Ieri mi stavano a cuore i cracker, si, ma può succedere anche questo quando resti senza cibo per due giorni.
Ieri mi stavano a cuore i cracker e oggi no, oggi voglio altro, voglio un gesto carino, voglio sapere che conto per qualcuno, che non sono così irrecuperabile da non meritare nemmeno una parola di conforto, al posto dello sguardo saccente di Sebastian che, se ci penso bene, è la copia sputata del mio.

-La smetterai un giorno di rimandare la tua agonia, Reinka?

Lui non sa che non mi chiamo più così da tempo.
Non sa che il caffè mi piace con tre cucchiaini di zucchero, che quando allaccio le stringhe delle scarpe devo fare il nodo tre volte, che il segno rossastro sotto al mio seno destro non è una voglia ma una cicatrice.
Lui non sa nulla, ma si comporta come qualcuno che sa tutto e che fa finta di non sapere nulla, pensa di star recitando bene la sua parte, del uomo comprensivo, del dottore che ci tiene, che sta al gioco del suo paziente, ma non sa che sono io che sto giocando con lui, insieme a lui e contro di lui al tempo stesso.
Non sa che sono io che muovo, disfo, giro, che sono io che mento, non sa perché non conosce e non puoi spiegare che colore ha il tramonto a un cieco.
Non sa e io non ho voglia di spiegarmi, non più, perché sono stanca di regalare tempo a chi ne ha già fin troppo per conto suo.

Sono stanca di nascondere i suoi mille sguardi di scherno e disgusto con le sue due frasi comprensive e far finta che vada bene, far finta che mi vadano bene, le sue colpe e le sue mancanze che diventano inspiegabilmente le mie.

Sono stanca di giocare a fare lo zerbino, di lasciarmi plasmare, di tutte queste pretese.
Sono stanca e vorrei andarmene, ma è questo posto che mi tiene legata a sé, che non mi lascia scappare, è questo posto che odora di lei, del suo balsamo per capelli e delle sue sigarette economiche.

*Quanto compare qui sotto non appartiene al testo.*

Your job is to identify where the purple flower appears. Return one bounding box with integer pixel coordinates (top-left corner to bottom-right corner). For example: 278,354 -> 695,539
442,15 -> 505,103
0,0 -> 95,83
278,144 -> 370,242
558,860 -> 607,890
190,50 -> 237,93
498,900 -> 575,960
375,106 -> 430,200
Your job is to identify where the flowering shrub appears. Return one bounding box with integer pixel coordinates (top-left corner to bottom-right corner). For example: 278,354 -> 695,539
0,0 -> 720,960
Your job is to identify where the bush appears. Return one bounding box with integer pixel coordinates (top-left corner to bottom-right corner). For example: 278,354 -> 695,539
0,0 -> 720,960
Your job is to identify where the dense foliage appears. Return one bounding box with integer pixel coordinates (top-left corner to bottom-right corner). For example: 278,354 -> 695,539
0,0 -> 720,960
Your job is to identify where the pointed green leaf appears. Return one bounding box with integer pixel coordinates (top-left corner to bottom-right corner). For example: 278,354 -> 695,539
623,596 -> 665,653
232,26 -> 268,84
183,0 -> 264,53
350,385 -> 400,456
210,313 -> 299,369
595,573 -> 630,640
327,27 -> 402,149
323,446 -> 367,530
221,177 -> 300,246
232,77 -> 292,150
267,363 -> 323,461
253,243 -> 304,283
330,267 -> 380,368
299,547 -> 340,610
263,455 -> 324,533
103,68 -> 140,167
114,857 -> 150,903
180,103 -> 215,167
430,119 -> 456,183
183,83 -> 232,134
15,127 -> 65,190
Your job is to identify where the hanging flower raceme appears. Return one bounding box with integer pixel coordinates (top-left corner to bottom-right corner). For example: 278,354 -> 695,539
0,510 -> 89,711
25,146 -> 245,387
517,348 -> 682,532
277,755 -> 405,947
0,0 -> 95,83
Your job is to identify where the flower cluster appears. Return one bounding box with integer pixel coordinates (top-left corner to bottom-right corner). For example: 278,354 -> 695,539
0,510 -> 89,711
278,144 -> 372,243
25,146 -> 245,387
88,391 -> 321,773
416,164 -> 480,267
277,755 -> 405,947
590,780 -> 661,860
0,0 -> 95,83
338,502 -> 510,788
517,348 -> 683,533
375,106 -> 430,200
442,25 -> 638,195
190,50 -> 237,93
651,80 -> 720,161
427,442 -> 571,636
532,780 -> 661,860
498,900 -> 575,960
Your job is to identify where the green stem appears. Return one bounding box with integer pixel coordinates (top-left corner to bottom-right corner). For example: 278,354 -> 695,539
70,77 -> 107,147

È la sua figura che lascia ombre e impronte lungo le staccionate, dietro gli angoli dei bar, che si dirige verso il vecchio cimitero, a implorarmi di restare, a indurmi a ricordare ancora una volta di più.

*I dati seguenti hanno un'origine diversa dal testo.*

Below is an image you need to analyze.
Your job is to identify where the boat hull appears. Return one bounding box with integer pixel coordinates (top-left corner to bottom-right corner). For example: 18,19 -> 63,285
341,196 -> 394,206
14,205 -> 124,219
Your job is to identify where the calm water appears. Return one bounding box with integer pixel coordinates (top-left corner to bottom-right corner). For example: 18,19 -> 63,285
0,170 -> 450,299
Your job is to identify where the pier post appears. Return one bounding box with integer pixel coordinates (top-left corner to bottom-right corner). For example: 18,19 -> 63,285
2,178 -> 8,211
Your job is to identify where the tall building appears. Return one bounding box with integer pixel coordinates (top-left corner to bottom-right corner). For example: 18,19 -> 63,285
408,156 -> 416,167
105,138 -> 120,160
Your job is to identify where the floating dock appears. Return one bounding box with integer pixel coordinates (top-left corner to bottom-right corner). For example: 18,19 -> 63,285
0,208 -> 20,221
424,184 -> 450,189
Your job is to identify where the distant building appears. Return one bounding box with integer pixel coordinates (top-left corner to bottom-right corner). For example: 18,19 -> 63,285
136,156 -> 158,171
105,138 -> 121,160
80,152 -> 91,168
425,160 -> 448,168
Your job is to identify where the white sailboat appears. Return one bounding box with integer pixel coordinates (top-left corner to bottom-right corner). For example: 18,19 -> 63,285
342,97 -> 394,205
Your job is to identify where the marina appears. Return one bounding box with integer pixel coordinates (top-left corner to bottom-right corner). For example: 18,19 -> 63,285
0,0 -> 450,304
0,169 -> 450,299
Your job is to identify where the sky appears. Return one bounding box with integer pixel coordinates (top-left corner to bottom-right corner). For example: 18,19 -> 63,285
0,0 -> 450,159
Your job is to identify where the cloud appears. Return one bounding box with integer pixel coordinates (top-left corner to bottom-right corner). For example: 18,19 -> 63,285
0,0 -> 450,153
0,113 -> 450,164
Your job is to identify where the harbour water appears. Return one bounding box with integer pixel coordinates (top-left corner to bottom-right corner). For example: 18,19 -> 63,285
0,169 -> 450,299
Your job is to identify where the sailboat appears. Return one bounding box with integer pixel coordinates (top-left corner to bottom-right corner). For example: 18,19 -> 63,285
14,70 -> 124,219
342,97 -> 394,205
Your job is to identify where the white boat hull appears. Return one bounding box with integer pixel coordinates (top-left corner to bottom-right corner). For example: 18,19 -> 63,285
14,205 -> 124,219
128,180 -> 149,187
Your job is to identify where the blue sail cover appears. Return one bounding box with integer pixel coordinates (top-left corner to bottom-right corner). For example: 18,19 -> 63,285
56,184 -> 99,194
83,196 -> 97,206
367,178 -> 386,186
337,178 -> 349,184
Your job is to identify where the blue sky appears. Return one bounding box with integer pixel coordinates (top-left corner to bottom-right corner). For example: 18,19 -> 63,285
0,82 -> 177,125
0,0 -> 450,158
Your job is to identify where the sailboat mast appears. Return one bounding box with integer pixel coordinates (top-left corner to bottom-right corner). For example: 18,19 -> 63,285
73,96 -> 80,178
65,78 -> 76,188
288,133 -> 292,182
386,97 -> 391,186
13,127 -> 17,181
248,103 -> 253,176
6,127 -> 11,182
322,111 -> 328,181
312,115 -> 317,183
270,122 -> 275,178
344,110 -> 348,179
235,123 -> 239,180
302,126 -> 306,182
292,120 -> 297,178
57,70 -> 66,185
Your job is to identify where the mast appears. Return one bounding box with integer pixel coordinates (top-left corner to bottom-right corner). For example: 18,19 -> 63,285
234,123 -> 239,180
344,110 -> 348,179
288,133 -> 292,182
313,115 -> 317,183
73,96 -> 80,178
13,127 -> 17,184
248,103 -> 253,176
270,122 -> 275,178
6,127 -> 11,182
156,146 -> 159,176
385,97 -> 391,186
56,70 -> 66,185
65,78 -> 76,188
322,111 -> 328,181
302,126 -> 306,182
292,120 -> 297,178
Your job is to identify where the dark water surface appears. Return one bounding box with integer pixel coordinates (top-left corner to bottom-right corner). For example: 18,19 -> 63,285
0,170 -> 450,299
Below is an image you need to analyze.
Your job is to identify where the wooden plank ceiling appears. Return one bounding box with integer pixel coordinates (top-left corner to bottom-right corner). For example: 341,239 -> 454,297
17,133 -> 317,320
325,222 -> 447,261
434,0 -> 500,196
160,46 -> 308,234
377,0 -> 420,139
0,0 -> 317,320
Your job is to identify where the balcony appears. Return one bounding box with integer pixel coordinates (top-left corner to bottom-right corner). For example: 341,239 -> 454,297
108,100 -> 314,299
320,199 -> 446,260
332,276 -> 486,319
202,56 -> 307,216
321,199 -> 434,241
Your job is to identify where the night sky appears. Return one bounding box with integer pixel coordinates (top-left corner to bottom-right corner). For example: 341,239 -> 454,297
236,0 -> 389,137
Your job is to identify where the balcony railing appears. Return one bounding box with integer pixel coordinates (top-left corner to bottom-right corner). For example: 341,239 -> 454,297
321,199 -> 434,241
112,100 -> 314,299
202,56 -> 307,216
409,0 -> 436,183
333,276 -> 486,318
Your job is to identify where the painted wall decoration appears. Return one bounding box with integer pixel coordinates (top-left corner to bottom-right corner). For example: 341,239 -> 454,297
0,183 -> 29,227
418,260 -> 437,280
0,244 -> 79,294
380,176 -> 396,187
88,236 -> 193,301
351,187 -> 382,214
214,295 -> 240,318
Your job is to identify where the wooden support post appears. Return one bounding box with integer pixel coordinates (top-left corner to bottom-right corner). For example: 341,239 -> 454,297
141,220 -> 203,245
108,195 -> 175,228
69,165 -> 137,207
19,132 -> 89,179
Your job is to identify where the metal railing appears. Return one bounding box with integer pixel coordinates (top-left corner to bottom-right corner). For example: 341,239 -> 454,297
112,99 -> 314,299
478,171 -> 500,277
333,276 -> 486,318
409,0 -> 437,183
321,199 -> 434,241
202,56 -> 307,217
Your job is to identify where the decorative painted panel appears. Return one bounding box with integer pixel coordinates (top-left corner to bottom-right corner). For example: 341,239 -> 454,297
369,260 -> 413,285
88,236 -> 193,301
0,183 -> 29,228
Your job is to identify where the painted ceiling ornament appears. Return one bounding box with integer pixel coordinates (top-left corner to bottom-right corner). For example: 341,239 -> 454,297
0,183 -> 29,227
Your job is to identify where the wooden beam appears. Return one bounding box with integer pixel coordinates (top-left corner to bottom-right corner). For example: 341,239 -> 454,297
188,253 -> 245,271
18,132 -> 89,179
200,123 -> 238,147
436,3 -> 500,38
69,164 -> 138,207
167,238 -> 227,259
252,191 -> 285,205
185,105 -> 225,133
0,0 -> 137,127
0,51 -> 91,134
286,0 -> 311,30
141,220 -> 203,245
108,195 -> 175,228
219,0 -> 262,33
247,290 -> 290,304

I suoi lunghi capelli neri, mossi dal vento, il suo sguardo indecifrabile che mi sorveglia quando sono troppo cosciente per accorgermene.

La mia pelle, che ormai ha lo stesso agrodolce profumo della sua, che ne ha assorbito la morbidezza durante quei lunghi pomeriggi sdraiate sul letto, senza maglia, a non fare nulla che valga la pena di trascrivere, e che ha permesso alla sua essenza di incarnarsi con la mia, la quale ne ha rubato le fattezze, i difetti e i segni che ai miei occhi la rendevano riconoscibile e inconfondibile.

E mi diranno che devo raccontare e io racconterò di lei così da farla vivere per sempre, nello sguardo corrucciato di disapprovazione dei passanti e sulla bocca contratta di chi non l'ha mai conosciuta davvero come ho potuto fare io.

Mi diranno di parlare della vita e del dolore e del tempo che fugge e dell'amore, che tanto caro sta alla gente e di tutte quelle cose troppo grandi da raccontare, quelle cose che tutti vorremmo conoscere bene, delle quali vorremmo una descrizione precisa, minuziosa, cosicchè da poterle riconoscere e da non lasciarsi travolgere quando, furiose e inattese busseranno alla tua porta eppure, anche vedendole arrivare all'orizzonte, ci si farebbe trovare comunque impreparati, come è naturale che sia.

Parlerò di cose piccole, in un contesto pieno di dettagli enormi, di vita e di dolore e di tempo e forse anche di amore, per quel poco che ne ho conosciuto.
Ne parlerò senza dirlo a nessuno e nessuno dovrà parlarne, perché alcuni segreti sono tali perché forse, semplicemente, non andrebbero mai portati alla luce del sole.

Parlerò di quel cielo grigio di Shönhauser Allee e delle promesse che gli feci e delle maschere che incontrai e di quelle che non fui abile a riconoscere.

E un giorno, forse, anche della mia, forse, se forse ne avrò voglia.
Ma quella forse, semplicemente, non riuscirò a riconoscerla mai.